Judge James Pickles read my report and took instant umbrage at it, no doubt feeling that this inexperienced Probation Officer stood before him had dared suggest to him ‘what not to do’. Not being a man to be placed in such a position, he called me to the stand and said, “Tell me, Mr Forde, instead of indicating to me in your report to court ‘what I shouldn’t do’, would you be so kind as to tell me ‘what I should do?’ How can I best help this man?” 

My reply was “I’m afraid that there is nothing you can do to help this man, Your Honour, unless you can secure him a job, clear off all his debts, improve his wife and child’s ill-health and legally reconnect his electricity and gas supply!”

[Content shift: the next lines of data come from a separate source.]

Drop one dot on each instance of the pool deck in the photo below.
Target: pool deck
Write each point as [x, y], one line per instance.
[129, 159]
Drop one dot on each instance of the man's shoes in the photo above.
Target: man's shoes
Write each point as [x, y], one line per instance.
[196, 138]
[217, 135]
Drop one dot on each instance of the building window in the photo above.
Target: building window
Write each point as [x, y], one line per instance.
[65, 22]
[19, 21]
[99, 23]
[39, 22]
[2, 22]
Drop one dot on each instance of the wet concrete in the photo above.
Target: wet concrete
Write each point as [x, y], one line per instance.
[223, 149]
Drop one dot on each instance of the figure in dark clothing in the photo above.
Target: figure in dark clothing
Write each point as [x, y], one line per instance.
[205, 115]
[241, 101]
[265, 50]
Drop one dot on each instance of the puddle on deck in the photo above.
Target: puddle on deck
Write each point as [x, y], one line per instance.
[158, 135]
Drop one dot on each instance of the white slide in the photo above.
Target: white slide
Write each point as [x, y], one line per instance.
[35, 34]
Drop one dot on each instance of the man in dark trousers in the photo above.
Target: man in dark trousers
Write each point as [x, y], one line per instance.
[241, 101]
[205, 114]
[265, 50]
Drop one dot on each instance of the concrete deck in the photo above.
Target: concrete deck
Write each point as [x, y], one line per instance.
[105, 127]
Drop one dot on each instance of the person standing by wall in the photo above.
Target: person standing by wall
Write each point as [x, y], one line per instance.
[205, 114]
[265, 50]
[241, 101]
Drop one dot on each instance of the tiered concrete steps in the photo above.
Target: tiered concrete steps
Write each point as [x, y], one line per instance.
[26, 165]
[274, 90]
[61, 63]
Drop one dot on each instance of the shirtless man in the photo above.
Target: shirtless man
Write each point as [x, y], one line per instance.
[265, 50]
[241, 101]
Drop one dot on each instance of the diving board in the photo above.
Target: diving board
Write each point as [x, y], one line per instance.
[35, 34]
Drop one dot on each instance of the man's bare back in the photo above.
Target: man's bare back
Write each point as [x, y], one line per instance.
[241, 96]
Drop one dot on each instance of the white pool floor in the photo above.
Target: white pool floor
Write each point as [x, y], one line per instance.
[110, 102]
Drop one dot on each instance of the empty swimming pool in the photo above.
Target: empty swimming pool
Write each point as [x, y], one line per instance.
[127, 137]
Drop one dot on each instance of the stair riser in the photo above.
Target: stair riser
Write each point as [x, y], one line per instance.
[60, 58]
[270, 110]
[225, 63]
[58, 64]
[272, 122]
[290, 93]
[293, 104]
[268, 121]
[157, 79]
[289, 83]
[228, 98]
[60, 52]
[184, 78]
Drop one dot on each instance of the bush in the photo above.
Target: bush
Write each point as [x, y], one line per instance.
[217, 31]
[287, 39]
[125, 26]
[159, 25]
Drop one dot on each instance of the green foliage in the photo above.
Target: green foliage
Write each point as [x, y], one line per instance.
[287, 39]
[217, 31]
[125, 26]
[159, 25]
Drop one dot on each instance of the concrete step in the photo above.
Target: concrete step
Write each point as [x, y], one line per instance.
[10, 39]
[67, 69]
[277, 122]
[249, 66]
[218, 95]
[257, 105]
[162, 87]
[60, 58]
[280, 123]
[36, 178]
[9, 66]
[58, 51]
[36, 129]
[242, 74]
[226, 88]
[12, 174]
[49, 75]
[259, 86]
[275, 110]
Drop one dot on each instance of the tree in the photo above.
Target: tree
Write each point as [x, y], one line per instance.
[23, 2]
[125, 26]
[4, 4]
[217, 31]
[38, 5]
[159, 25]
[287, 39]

While I had no intention to sound flippant in my response to a High Court Judge (especially this Judge), he obviously viewed my remarks as being flippant in the extreme. Without the slightest hesitation, he sentenced me to be held in the police cells under the Crown Court building until the day had transpired. I lie not. I was escorted to the police cells where I remained behind bars for the rest of the day in the Huddersfield police cells. At the end of that Crown Court day, Judge James Pickles asked for me to be brought to his private chambers before he disrobed. He asked if I wanted to say anything else to him. He was presumably expecting an apology from me, but when no apology was forthcoming, he said, ‘I am not accustomed to being spoken to like that in open court, Mr Forde. I strongly advise against you doing so ever again”. He then dismissed me from his presence. I was met outside the court by my Senior Probation Officer, along with reporters from the press whom I refused to speak (upon the advice of my Senior Probation Officer),

Being imprisoned in the police cells for the whole of the afternoon by Judge James Pickles instantly transformed my image in the eyes of my Huddersfield Probation Officer colleagues. The irony of this episode, regarding my Probation career, was that it earned me ‘colleague respect’ for having dared to confront ‘the hanging judge’. It also gave me a kind of street cred with many future Probation clients who heard about it after ‘The Huddersfield Examiner’ and other local newspapers and media covered the incident.

It was only in later years I learned that what probably made me a half-decent Probation Officer was my working-class background. I was, in effect, a poacher turned gamekeeper and I knew that there was little difference between myself and the person sitting at the other side of my desk. These clients were mostly of my background. They were in short, my people.

During the years to come, Judge Pickles (who too had always been a rebel within the establishment) was to give me ‘thirteen’ commendations in my reports I wrote to courts on various offenders. Such commendations from Judges are as rare as hen's teeth, and one is lucky to get one such recommendation in the most distinguished of Probation Officer careers.

By the time Judge James Pickles retired from the bench, I’d also become a well-established author and he publicly read in schools from my books by invitation on half a dozen occasions. We not only became good friends, but I also became good friends with his daughter Carolyn Pickles, the actress who played in the television series, ‘The Bill’. She also played the character Shelley Williams in the ITV series, ‘Emmerdale’. In fact, after receiving my M.B.E. in the New Year’s Honour’s List of 1995, the very first person to contact me and congratulate me was Carolyn Pickles.

I will never forget my first year in the Huddersfield Probation Office when I was regarded as being ‘The New Kid in Town’.

I dedicate today’s song to all ‘new kids’ in whatever move in life they are presently experiencing. Keep true to your own beliefs and remember, in the main, good people do not get imprisoned for speaking the truth as they see the situation to be (not for more than the better part of a working day anyway, and unless Judge James Pickles is around)!